A Resume Parser (CV parser) is a tool used in human resource software, on recruitment websites, job boards, and candidate application portals.
- Its primary purpose is to simplify and accelerate the application process.
- It works by extracting and classifying thousands of attributes about a candidate from their resume.
- A resume parser also forms the basis for a semantic search of candidate data.
- It identifies different types of information within a resume or CV and tags each data point, such as Work Experience, Educational Background, Skills, and Personal Details. A typical resume contains this type of information, presented in various formats like tables, multiple lines, or sections.
The Resume Parser is available on the top right of the header.
Sense CRM's Resume Parsing Process
Sense CRM's resume parsing involves two essential steps:
- Text (Content) Extraction
- In this initial step, the content of the resume is extracted from uploaded files.
- Sense CRM supports various raw document formats like .pdf, .doc, and .docx.
- Information Extraction
- This is the subsequent step where structured information is extracted from unstructured or semi-structured machine-readable documents.
- Deep Learning Algorithms in NLP (Natural Language Processing) are used to extract information from the resume content.
- Sense CRM has trained a custom Deep Learning NER (Named Entity Recognition) model. This model is based on Google's BERT language model and was trained using over 100,000 resumes.
Named Entity Recognition (NER) in Sense CRM
- NER plays a crucial role in fetching information from the extracted content.
- It works by locating and classifying named entities within the unstructured text into predefined categories. Examples of such categories include person names, organizations, and locations. These categories are part of Sense CRM's customized NER model.
- The model understands context. For instance, "IIT Kanpur" can be identified differently based on the surrounding text.
- In the statement "2000–2008: Professor at IIT Kanpur," "IIT Kanpur" is tagged as a Professional Organization because "Professor" is identified as a Job Title.
- In the statement "B.Tech in Computer Science from IIT Kanpur," "IIT Kanpur" is tagged as an Educational Organization because a degree and major are mentioned.
- The NER model results in each word having a corresponding label.
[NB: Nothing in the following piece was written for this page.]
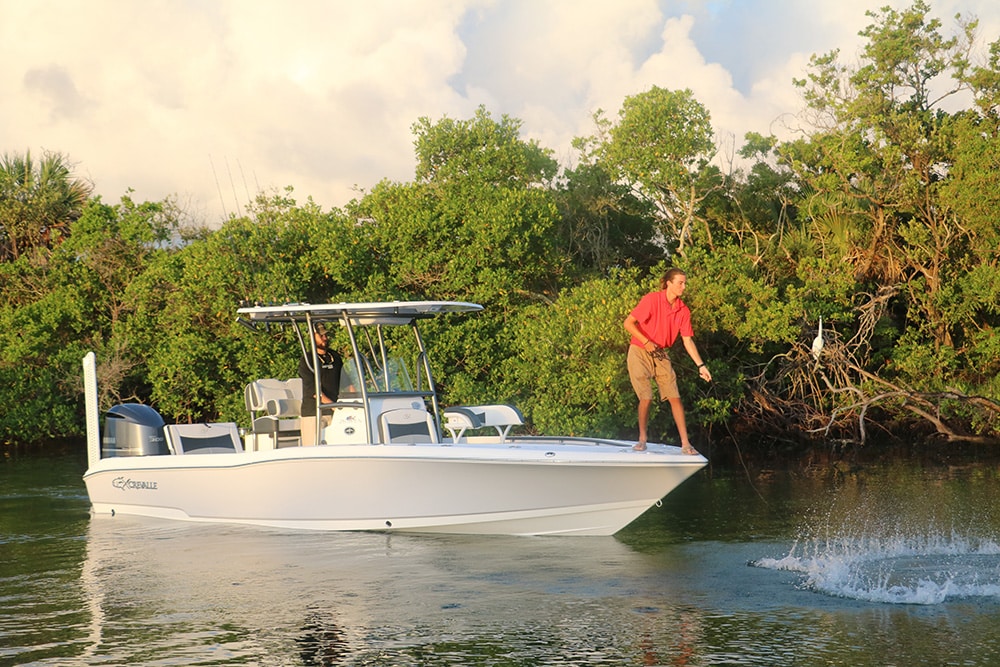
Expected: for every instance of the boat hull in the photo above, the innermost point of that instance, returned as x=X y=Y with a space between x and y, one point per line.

Examples of labels used by the Sense CRM NER model include:
- TIT - Designation
- COM - Professional Organization
- INS - Educational Institute
- DEG - Degree
- OTH - Other
Improving Accuracy: Post-Processing Algorithms
- Sense CRM recognizes that relying solely on the NER model will not always achieve high accuracy.
- Therefore, Sense CRM has developed post-processing algorithms using NLP to refine and "sanitize" the information extracted from resumes.
Limitations of Resume Parsing
- Achieving 100% accuracy in AI, including resume parsing, is impossible even with advancements in Deep Learning and NLP.
- Improving model accuracy is an ongoing effort, dependent on factors like the size of the training data and training time. Sense CRM continuously tests and updates its algorithms to enhance overall parsing quality.
- Sense CRM's parsing accuracy may be affected in specific scenarios:
- Complex resumes with multiple vertical/horizontal sections or numerous tables.
- Resumes containing inconsistent patterns, tabs, or whitespaces.
- Resumes with images, diagrams, art, etc..
- Resumes created from screenshots, scanned copies, photographs, etc..
- When the candidate provides wrong information or uses an incorrect format.
Sense CRM's Structured Resume Format
- After parsing, the resume information is provided in a structured format.
- The structured resume generated by the Sense CRM parser includes a range of specific fields:
- Name (First name, Middle name, Last name)
- Emails
- Phone Number
- Total Number of Working Experience (Years)
- Education Detail(s) (Institute, Degree, Major, Start/End year & month, Whether current institute, Description/summary, Grades)
- Experience Detail(s) (Company, Job Title, Years of Experience, Start/End year & month, Industry, Whether current company [BOOLEAN], Description/Summary, Location)
- Skills (Core skills, All skills, Functional & Behavioural skills)
- Current Company
- Current Location
- Current Job Title
- Latest Institute
- Latest Degree
- Latest Major
- Highest Degree
- Highest Major
- Profile / Social links (e.g., LinkedIn / GitHub profile, website link, etc.) [LIST]
- Overall summary/description
This structured format makes the extracted candidate data easily searchable and usable within the system.